Chris - Are there any hot spots where this is particularly a problem? Is it just a problem for hospitals? Is it a problem in the community? Are there some countries where this is a major problem, and those are the ones to watch?

Laura - So there are definitely areas of the world where we see higher rates of drug resistant infection for sure. Countries in Southeast Asia, for example. But it all partly depends on how much surveillance, how much testing and sampling you're doing, which makes it hard to get a very accurate sense of the prevalence of drug resistance across different countries. What is probably fair to say is that you see the impact of this at the severe end of the spectrum. So for example, if you're somebody who's had an organ transplant, you desperately need antibiotics to be able to survive that process. If you don't have access to those antibiotics, you could die, you could very easily die. So I think that many of us may be using antibiotics inappropriately, so we're all part of it, but actually the impact of it is seen in those most vulnerable groups.

Chris - If we carry on the way we're going, what does the future look like?

Laura - So I remember when Dame Sally Davis started really raising this as an issue going back over 10 years now.

Chris - Yes, she was our Chief Medical Officer. She made this very much her mission, didn't she? She famously said the threat is bigger than the threat from terrorism.
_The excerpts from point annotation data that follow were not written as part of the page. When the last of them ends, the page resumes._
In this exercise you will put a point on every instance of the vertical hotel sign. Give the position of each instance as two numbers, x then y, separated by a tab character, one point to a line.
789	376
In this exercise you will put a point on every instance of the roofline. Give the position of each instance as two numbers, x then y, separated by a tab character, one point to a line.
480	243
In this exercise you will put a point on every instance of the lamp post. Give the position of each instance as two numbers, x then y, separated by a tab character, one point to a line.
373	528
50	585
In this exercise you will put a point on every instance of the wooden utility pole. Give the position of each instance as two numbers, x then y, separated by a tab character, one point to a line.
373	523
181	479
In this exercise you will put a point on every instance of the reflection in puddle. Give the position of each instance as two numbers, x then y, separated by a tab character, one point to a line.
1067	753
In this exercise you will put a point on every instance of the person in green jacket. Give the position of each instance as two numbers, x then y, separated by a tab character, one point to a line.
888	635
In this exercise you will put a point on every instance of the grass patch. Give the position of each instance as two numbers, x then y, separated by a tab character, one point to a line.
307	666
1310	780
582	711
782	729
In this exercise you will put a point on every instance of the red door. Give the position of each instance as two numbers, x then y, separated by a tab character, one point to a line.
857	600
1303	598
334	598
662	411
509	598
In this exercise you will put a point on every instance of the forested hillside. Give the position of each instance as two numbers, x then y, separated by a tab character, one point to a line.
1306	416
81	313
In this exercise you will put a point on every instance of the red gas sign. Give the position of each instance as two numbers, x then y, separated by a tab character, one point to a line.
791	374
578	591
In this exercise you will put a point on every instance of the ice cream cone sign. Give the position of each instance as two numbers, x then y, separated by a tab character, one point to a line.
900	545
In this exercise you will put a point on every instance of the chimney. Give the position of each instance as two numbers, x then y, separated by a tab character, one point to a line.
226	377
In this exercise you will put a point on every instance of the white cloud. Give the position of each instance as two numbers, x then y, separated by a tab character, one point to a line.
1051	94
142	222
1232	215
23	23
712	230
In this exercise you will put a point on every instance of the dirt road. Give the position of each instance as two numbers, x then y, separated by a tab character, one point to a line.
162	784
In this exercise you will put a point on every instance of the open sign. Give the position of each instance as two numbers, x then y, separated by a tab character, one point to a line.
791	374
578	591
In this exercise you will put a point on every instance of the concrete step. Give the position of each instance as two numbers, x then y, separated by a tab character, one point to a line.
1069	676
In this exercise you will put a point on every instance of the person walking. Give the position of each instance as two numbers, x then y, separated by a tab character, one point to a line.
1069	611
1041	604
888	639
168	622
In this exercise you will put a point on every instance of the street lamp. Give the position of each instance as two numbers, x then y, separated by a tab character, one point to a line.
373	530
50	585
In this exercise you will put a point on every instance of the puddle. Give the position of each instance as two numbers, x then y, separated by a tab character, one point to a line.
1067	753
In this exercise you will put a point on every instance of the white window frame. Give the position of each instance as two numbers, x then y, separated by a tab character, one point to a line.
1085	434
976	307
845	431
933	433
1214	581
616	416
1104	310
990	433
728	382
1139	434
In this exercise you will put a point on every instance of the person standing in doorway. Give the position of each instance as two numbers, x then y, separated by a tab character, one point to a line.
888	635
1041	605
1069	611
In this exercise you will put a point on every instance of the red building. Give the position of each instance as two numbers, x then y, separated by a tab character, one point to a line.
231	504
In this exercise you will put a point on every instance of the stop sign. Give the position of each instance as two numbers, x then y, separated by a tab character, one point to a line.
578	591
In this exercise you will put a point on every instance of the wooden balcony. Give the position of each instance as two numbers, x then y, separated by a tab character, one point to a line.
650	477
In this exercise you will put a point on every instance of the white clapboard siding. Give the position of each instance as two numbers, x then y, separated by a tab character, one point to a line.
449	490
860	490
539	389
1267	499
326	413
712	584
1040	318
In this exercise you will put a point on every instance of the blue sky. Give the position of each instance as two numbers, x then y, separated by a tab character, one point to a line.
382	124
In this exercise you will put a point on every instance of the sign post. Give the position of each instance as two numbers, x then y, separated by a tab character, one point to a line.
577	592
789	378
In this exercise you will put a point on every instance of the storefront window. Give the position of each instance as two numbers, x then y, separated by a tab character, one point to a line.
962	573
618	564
Laura - Yeah, and got it included on the risk register and so forth. So yeah, absolutely. And I think that the problem we've got is antibiotics underpin so much of care. So we have the example we're all familiar with. You go to the GP, you get an antibiotic, fine. But as I said about the transplant example, or if you're going in to have surgery in hospital, caesarean sections, or you get bitten by, let's say you get an insect bite and it becomes a skin, a deep skin infection, you need antibiotics. None of these things sound serious or scary until you think, well, what would happen if actually I couldn't get treatment for that and it got worse and it turned into a bloodstream infection? And if you sort of follow that thought process, you get to a place where medical procedures, the way that we have medicine now, doesn't work anymore. And it's a bit like going back in time where you get an infection, or maybe you die, or maybe you end up losing a limb, or that might sound a bit dramatic.

Chris - Is this a realistic prospect, Laura? Or is that sort of catastrophising and saying, this is the worst that could happen, but actually it probably won't?

Laura - I think that the risk here is that we sleepwalk into a situation like that because we keep thinking, oh, well, our antibiotics work. It's definitely a possible outcome. Yeah. I mean, we, you know, there are certain patients where if they don't have access to antibiotics, the outcome will be absolutely catastrophic. You may be fine with your cold in primary care, but if you have sepsis in hospital and you actually need antibiotics and the right antibiotics, that's not a good outcome. That's not where you want to be.